Yes, whatever word applied to Chance's condition, he had it bad.

"I was following Robert for a chance to get him alone," was what Chance settled on. "So I was near enough to the restaurant earlier to hear what happened. None of them ever knew, and neither did you. I've had some practice with this, Isabella. You can trust me."

He so very much wanted her to trust him, because his deliberate vagueness and these multiple unfinished sentences were wearing. If there was one thing he'd learned in his century-plus of living, it was that honesty was a cornerstone in a relationship. Women would forgive many things, but lies were at the top of their list for unpardonable sins. If Isa demanded more direct answers from him, Chance would give them to her. No matter if she was ready to hear them or not.

She chewed on her lip again. Chance watched her and wanted to do the same.

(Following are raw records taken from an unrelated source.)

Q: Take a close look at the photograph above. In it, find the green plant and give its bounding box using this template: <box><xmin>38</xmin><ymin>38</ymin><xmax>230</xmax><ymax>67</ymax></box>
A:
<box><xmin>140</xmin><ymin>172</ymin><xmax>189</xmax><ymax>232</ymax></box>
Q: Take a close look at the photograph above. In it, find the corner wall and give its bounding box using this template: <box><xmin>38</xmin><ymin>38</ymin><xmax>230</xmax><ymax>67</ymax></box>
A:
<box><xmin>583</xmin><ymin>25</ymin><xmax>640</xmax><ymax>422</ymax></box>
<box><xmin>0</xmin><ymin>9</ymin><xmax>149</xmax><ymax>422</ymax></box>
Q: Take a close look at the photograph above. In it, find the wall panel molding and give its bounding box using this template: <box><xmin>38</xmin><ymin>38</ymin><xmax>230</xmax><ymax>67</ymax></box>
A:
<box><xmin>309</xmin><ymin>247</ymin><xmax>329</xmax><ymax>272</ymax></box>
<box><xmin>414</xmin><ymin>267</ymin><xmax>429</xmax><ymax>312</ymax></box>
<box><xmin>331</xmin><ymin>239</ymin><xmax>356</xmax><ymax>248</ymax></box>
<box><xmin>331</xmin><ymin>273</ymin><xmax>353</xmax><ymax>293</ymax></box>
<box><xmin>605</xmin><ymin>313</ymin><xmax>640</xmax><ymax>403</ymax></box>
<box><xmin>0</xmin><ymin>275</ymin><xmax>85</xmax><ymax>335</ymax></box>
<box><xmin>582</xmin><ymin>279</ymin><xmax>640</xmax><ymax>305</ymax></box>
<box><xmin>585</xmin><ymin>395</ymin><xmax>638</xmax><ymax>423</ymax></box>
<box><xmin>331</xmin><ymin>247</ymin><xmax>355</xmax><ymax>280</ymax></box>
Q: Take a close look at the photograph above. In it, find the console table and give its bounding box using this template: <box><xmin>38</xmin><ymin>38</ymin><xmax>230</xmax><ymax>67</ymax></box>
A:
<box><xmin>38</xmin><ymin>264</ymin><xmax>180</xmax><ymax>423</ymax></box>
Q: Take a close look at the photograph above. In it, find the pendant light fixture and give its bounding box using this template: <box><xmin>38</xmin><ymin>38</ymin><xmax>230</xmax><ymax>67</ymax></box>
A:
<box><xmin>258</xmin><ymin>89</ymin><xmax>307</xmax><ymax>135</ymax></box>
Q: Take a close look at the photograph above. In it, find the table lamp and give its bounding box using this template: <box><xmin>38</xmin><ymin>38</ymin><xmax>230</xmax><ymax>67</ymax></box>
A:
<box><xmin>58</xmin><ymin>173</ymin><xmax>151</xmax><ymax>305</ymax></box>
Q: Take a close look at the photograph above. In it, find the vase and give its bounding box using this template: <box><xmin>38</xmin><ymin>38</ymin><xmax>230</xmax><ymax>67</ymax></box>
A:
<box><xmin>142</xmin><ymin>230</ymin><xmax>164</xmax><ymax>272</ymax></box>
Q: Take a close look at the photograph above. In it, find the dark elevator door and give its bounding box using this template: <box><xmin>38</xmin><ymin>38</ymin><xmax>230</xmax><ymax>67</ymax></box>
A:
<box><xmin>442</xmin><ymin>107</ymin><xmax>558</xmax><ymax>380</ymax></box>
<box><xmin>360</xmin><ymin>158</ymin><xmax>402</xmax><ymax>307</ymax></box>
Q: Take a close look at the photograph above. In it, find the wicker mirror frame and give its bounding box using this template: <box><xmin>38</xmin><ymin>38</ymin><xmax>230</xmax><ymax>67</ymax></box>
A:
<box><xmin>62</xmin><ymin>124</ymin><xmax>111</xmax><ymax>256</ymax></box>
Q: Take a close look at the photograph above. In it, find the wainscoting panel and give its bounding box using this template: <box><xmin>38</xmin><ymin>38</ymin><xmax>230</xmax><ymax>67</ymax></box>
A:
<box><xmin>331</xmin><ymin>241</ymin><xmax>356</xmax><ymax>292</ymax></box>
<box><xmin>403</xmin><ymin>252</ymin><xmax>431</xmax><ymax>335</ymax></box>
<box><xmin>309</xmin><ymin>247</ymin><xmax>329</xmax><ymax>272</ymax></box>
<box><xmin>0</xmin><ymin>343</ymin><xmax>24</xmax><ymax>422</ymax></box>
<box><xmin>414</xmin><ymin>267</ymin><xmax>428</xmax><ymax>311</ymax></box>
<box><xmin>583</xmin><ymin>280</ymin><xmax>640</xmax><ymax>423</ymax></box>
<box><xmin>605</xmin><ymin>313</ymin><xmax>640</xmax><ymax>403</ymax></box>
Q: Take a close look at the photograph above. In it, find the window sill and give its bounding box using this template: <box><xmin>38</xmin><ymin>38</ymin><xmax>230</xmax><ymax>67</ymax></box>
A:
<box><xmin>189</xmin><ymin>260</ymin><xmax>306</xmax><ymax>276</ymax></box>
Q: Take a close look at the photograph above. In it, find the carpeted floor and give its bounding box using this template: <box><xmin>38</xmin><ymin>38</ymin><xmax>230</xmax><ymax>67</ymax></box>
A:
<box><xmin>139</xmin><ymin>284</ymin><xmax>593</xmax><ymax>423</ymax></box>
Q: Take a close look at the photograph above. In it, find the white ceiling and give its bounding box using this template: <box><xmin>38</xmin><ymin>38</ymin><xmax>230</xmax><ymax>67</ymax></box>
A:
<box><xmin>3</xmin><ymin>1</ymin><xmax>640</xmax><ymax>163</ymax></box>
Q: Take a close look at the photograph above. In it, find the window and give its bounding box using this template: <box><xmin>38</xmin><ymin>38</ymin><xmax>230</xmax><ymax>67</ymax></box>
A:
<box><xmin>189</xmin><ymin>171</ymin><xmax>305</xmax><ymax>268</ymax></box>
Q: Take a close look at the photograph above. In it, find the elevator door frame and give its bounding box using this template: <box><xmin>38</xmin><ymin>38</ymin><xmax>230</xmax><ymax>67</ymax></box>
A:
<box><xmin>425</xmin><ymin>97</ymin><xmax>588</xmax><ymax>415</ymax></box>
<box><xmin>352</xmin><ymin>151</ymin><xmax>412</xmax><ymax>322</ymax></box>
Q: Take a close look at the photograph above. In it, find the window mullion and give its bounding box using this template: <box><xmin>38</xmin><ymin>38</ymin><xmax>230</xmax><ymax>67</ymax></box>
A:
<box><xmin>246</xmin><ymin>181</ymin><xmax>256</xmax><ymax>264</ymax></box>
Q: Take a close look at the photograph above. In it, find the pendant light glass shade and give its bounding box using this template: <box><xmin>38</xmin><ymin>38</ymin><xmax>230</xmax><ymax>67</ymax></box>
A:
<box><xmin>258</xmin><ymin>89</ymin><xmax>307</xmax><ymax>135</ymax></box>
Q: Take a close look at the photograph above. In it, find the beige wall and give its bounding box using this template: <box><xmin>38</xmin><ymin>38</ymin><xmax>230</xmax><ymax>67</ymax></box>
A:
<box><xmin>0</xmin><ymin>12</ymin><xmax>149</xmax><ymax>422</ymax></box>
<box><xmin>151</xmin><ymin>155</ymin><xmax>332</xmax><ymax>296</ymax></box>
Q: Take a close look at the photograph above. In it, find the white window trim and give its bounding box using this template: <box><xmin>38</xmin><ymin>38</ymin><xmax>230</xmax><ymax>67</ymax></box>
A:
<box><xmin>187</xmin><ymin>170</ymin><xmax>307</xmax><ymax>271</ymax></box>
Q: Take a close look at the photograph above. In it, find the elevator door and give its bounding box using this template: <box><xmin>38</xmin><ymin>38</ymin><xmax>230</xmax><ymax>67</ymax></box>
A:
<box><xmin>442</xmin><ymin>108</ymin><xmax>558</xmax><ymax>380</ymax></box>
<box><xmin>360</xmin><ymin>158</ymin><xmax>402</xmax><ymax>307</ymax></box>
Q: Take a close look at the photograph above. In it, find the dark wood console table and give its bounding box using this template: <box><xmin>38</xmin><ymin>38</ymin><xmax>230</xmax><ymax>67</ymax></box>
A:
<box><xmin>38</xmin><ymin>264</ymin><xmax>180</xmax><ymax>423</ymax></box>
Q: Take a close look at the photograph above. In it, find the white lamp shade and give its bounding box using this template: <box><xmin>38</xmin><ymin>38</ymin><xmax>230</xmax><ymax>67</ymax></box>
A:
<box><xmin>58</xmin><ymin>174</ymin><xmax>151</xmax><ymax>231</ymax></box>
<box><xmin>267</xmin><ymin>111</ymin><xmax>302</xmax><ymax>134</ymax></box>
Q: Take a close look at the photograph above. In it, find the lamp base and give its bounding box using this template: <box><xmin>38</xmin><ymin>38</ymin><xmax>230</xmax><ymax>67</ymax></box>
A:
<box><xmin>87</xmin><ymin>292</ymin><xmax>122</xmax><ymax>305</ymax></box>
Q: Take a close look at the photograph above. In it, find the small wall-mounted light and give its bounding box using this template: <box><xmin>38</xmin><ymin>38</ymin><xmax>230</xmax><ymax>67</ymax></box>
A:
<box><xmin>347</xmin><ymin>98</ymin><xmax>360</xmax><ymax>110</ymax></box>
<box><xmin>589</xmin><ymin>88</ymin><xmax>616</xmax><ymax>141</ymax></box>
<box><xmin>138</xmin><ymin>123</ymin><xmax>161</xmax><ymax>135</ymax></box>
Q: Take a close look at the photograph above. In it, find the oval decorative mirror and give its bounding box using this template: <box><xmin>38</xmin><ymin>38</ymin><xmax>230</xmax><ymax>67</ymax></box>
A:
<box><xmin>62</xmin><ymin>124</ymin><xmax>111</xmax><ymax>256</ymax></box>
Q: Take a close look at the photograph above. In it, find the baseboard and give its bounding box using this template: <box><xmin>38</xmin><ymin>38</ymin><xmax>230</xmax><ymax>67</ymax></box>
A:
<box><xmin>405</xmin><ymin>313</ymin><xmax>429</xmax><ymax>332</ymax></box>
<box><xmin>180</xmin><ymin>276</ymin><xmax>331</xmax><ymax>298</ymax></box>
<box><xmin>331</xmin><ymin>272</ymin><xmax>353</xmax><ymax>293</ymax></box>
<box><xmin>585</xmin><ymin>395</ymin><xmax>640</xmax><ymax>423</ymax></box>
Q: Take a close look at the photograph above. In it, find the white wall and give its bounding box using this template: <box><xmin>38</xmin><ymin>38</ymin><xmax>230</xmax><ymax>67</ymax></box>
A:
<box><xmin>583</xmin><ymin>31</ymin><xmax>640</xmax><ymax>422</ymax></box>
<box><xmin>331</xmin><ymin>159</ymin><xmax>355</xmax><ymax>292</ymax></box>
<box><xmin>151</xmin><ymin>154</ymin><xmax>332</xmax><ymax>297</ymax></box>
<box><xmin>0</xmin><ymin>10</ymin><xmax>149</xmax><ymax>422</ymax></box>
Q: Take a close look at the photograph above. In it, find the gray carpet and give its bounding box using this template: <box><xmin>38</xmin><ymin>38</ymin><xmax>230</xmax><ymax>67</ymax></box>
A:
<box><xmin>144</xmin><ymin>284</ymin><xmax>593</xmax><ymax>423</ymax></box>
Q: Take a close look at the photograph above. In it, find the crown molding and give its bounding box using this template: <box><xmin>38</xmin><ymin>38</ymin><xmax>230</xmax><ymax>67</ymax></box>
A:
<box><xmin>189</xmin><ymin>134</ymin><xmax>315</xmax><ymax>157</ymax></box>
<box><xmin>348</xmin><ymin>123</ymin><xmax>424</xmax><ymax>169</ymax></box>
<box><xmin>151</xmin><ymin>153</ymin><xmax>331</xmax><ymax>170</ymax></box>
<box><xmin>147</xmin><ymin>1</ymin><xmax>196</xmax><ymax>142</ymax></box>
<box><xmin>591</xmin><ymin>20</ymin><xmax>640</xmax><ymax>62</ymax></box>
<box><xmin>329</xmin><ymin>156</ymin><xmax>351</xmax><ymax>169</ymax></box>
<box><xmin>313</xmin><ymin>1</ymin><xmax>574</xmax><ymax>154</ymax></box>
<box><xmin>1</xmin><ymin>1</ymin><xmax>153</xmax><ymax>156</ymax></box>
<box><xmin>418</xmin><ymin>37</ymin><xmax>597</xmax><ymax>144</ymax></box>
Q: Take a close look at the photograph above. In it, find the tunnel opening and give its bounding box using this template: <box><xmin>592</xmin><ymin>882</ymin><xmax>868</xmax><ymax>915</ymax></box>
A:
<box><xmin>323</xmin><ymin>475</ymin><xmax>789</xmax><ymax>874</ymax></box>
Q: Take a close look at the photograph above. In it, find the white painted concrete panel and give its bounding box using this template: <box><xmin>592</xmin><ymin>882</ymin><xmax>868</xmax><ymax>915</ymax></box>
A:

He might be having that "so I'm a vampire," conversation sooner rather than later with her. Inhaling the fragrance of her arousal earlier had almost outed him from his coffin, because he'd felt his eyes start to change and fangs press lustfully against his gums of their own accord. Even now, his blood wanted to rush to a particular place, and Chance had to concentrate to send it elsewhere. He pitied human men who had no control over that. The ability to direct his blood where he wanted it to go was just another perk of being a vampire. It beat the hell out of walking around trying to conceal a hard-on, and on the flip side, no vampire ever had to worry about impotence.

"Okay," Isa said finally. "I'll let you try to work your mojo on Robert to locate my brother, but if you find out where he is, you call me, understand? Because if something goes wrong—"

"Nothing will," Chance interrupted her firmly.

She gave him that look again. The one that said plenty of things had gone wrong in her life. Chance remembered reading that her parents died in a small plane crash while vacationing in the Bahamas when Isa was just thirteen. Her grandmother had been the one to raise her and Frasier. Yes, Isa would have learned young that life promised no happy endings, but in this case, Chance could at least promise he wouldn't make any mistakes with Frazier.

If he was even still alive.

Chance pushed that thought away. He'd assume Frazier was alive until he was shown his dead body. The fact that Ritchie and Paul hadn't known where he was when he asked them the other night—not that they remembered the body they'd wrapped in plastic had sat up and interrogated them, of course—concerned Chance. He would have thought Robert's top two meatheads would have been privy to that info rmation, but maybe Robert played things closer to the vest. It would be smart of him, considering how weak-minded Smelly and Bowling Ball were. Robert himself was made of sterner stuff. Chance figured he'd have to drink his blood first to get what he wanted out of him, whereas Ritchie and Paul only required the light in his gaze to spill their secrets.

"Nothing will go wrong," Chance repeated, and meant it. If Frazier Spaga was still alive, he'd bring him back that way to his sister. If he was already dead…then Chance would see to it that everyone who'd had a part in his demise met the same fate as well.

Isa gave him a level look. "I'm going to hold you to that."

Chapter 4

Isa sat across from her grandmother and watched as she made tea. It was their Saturday afternoon ritual that Isa would have gladly done herself, but her grandmother was still fiercely independent and wouldn't hear of it. Her only capitulation to Isa's concerns about her health was to wear the LifeCall alert Isa had gotten her. Isa noted her thinness and the translucence of her flesh that was common with advanced age, and had to blink back tears.

She'll be gone soon, Isa thought with a stab of grief. It was doubly hard, since her grandmother had been both mother and father to her since Isa was thirteen, and Frazier even younger at nine. Then a mere five years after her parents had died, Isa's grandfather passed as well.